The brass tubing is soldered to the single sided PC board copper surfaces at each end, filed down smooth and then deburred with counter sink bit. The two turn winding may then be put in place. One of the PCBs has the copper area separated with a small gap, the other PCB copper surface is continuous.

PTFE insulation is required to prevent it softening or melting during construction (soldering) and operation. This type and size of transformer may be used to drive a pair of push-pull output devices from a single ended driver or in the collectors/drains of those output devices to drive a single ended 50ohm load up to about 20 watts. At this power level the core may run warm.

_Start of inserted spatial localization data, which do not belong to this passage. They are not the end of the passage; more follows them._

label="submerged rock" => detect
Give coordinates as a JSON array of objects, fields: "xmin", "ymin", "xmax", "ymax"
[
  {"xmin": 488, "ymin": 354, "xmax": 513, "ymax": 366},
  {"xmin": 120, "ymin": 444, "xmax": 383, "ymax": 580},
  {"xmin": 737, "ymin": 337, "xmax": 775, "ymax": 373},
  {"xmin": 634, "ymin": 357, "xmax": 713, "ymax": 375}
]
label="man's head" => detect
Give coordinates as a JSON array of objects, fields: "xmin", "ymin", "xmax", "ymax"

The completed transformer is soldered down on the surface tracks of the power amplifier board and lacing twine or a tie wrap may be used for extra mechanical stability. To ensure a good fit on the motherboard the lower endges of the two end PCBs on the completed transformer should be parallel which can be achieved using a fine file at least as wide as the PCB cheeks. The bandwidth should be adequate to cover 1.8 - 52MHz with a single parallel compensation capacitor on each collector/drain winding.

Two of these transformers were connected back to back with a single compensation capacitor and showed a frequency response of 1.5 - 55MHz at -1dB and a midband insertion loss of 0.8dB. Without the compensation capacitor the HF end reached 76MHz but there was a midband dip of at least 1dB.

Higher power transformers will require a larger core and possibly different turns ratios. Designs are available on the Internet up to at least 2KW. Power levels up to 100W are possible with the correct sized core and a 13.5v supply. Power levels above 100W are best implemented with 28v or 50v supply devices and may also use multiple amplifiers and combining transformers.

If you prefer to buy this type of transformer ready made there are a number online suppliers - just Google ‘broad band transformers’.